At Chino Station, I followed the signs for the bus at the West Exit. 


And dropped by bag to "fall in line" at bus stop 3. 

Bought the two day pass. 

Bus going to Kuramayama-kogen. 

Kurayamayama-kogen. The trailhead is on the far end here. 

Starting my hike!

It was fairly flat. 

Slowly getting steeper. But still mainly flat. Looking back at the gorgeous view. 

Ok, a lot steeper, but still not steep. This was the last push up the summit. 

Summit marker!

Another summit marker!

Going down. 

Oh, a flower field!

Beautiful, isn't it? 

At Kurayama-kata. I walked a little bit further in so I can take a picture of the summit (the white ball) with the facilities at the trailhead. 

At the bus stop. You can still see the summit (white ball)

Had lunch near Lake Suwa. 

Lake Suwa. 

Still Lake Suwa. That's a big lake. 

    Comments

    1. I did this during summer, it was a nice getaway from Tokyo's heat.

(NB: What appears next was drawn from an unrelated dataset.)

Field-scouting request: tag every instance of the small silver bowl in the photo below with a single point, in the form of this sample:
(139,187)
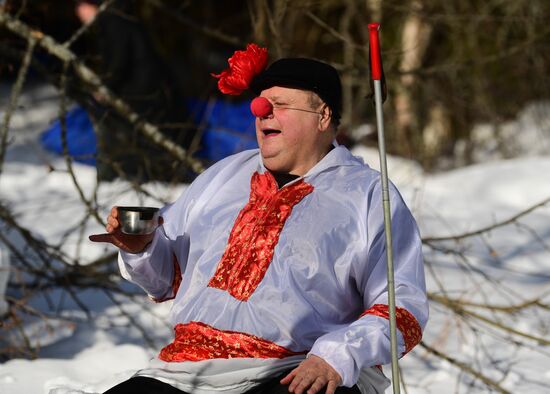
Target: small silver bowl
(138,220)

      I would recommend doing a 2-day, 1-night trip to do this + another nearby mountain. I did Mt Nyukasa to see alpine flowers on the first day, overnight stay by Lake Suwa at a cheap hotel, and did Kirigamine on the 2nd day. There are plenty of inns or hostels around the area so it shouldn't cost too much to do an overnight stay.

      ReplyDelete
      Replies
      1. Did you drive? I am actually thinking of doing this with Mt. Tateshina too, but was considering doing a winter one, probably in February or March.